Perceptions of AI-CBT: Trust and Barriers in Chinese Postgrads
- URL: http://arxiv.org/abs/2602.03852v1
- Date: Fri, 19 Dec 2025 16:04:55 GMT
- Title: Perceptions of AI-CBT: Trust and Barriers in Chinese Postgrads
- Authors: Chan-in Sio, Alex Mann, Lingxi Fan, Andrew Cheung, Lik-hang Lee,
- Abstract summary: The mental well-being of graduate students is an increasing concern, yet the adoption of scalable support remains uneven.<n>This study explored perceptions and experiences of AI-CBT chatbots among ten Chinese graduate students recruited through social media.

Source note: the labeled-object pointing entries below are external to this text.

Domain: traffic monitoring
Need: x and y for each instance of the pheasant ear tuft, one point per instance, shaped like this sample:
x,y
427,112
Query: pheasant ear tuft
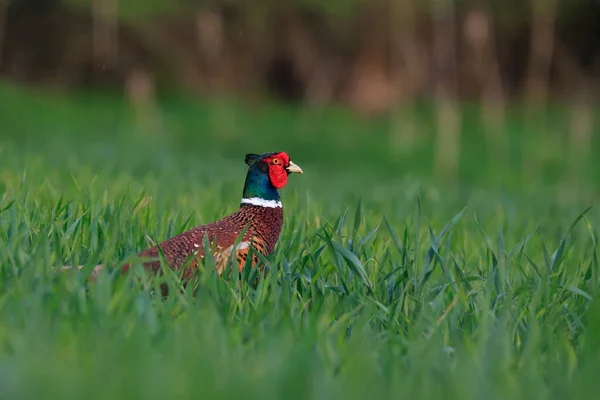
x,y
251,158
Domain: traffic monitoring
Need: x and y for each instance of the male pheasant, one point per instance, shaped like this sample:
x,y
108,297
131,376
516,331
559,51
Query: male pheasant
x,y
260,214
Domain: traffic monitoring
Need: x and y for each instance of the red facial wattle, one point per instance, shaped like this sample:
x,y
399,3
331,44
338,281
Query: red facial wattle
x,y
278,175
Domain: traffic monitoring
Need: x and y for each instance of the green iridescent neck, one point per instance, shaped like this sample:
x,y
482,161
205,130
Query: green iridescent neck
x,y
258,185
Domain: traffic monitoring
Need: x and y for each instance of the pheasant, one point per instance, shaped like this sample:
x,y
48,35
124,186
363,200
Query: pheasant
x,y
260,214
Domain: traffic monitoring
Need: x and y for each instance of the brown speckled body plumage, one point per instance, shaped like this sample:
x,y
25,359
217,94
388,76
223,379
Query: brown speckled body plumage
x,y
263,228
260,216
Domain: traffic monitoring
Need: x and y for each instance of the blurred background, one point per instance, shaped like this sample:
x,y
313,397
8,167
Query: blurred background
x,y
437,87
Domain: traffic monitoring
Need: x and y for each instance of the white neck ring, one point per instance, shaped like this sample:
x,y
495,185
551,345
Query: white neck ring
x,y
257,201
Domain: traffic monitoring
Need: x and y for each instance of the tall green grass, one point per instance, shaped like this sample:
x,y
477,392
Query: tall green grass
x,y
385,282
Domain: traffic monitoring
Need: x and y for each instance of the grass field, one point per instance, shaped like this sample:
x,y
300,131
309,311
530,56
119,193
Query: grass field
x,y
387,281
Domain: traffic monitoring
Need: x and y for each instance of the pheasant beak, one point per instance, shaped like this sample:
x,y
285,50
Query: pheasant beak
x,y
294,168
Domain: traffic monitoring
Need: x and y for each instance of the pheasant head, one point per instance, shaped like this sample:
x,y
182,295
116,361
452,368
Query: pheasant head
x,y
267,173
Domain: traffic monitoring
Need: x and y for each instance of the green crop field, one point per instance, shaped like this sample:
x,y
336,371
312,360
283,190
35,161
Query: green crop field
x,y
389,280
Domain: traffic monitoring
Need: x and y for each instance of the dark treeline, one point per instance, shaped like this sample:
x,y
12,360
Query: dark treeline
x,y
370,55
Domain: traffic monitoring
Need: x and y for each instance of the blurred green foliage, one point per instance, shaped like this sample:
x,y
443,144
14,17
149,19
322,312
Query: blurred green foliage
x,y
383,283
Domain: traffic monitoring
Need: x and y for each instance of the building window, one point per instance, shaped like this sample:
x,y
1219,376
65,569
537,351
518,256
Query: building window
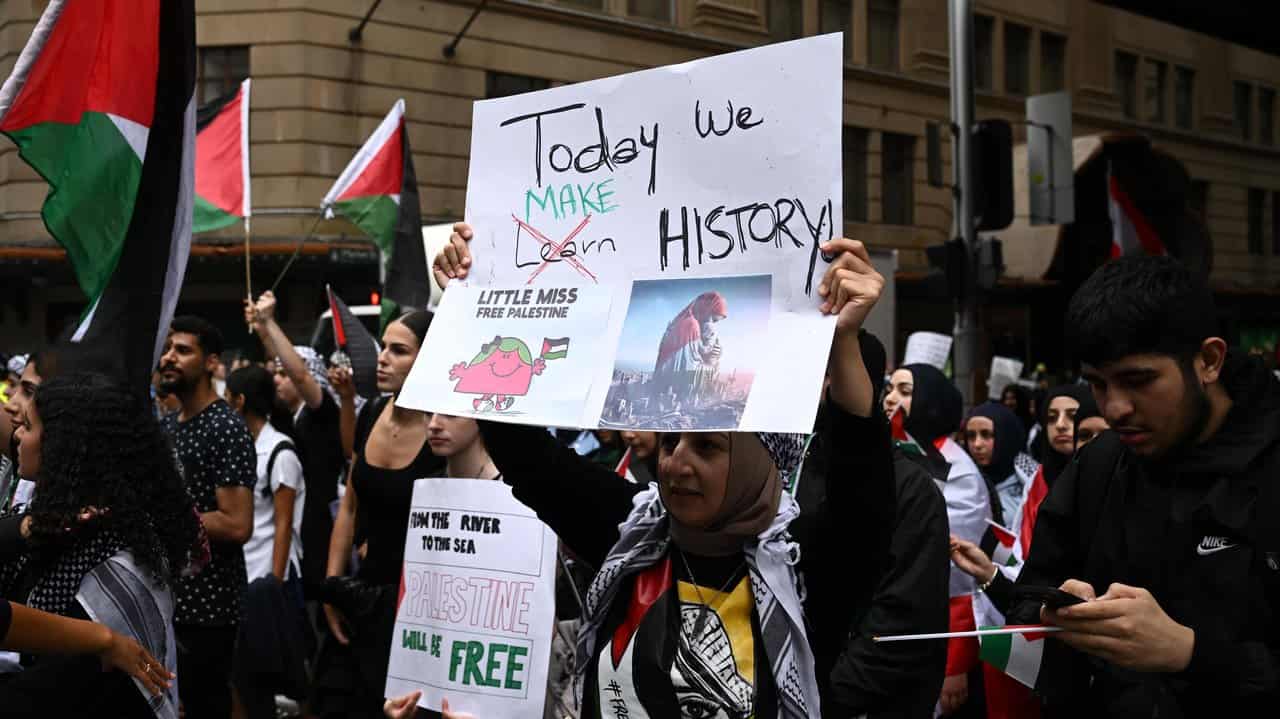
x,y
786,19
503,85
1275,224
657,10
882,33
1052,62
1018,59
897,178
1266,115
1153,90
983,53
837,15
855,174
1197,200
584,4
1127,83
1243,109
220,71
1184,97
1257,197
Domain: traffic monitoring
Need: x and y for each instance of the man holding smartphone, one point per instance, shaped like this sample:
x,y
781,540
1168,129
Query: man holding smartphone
x,y
1169,526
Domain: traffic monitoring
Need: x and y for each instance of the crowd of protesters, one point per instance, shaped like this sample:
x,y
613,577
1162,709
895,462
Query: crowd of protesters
x,y
233,546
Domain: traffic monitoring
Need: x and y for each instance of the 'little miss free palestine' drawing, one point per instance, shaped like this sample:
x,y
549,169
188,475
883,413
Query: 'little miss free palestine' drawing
x,y
503,371
507,357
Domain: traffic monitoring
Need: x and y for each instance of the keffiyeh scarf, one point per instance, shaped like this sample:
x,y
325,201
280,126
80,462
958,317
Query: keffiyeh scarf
x,y
776,590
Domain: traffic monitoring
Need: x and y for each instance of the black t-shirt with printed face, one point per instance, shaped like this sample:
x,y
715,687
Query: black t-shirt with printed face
x,y
215,450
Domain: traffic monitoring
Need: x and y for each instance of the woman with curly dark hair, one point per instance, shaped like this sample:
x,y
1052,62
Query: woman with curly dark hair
x,y
90,447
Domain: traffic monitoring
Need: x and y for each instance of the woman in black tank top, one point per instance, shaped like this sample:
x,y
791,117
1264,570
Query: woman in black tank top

- Score: 5.569740128030577
- License: http://creativecommons.org/licenses/by/4.0/
- Abstract: The mental well-being of graduate students is an increasing concern, yet the adoption of scalable support remains uneven. Artificial intelligence-powered cognitive behavioral therapy chatbots (AI-CBT) offer low barrier help, but little is known about how Chinese postgraduates perceive and use them. This qualitative study explored perceptions and experiences of AI-CBT chatbots among ten Chinese graduate students recruited through social media. Semi-structured Zoom interviews were conducted and analyzed using reflexive thematic analysis, with the Health Belief Model (HBM) and the Theory of Planned Behavior (TPB) as sensitizing frameworks. The findings indicate a cautious openness to AI-CBT chatbots: perceived usefulness and 24/7 access supported favorable attitudes, while data privacy, emotional safety, and uncertainty about `fit' for complex problems restricted the intention to use. Social norms (e.g., stigma and peer views) and perceived control (digital literacy, language quality) further shaped adoption. The study offers context-specific information to guide the culturally sensitive design, communication, and deployment of AI mental well-being tools for student populations in China and outlines the design implications around transparency, safeguards, and graduated care pathways.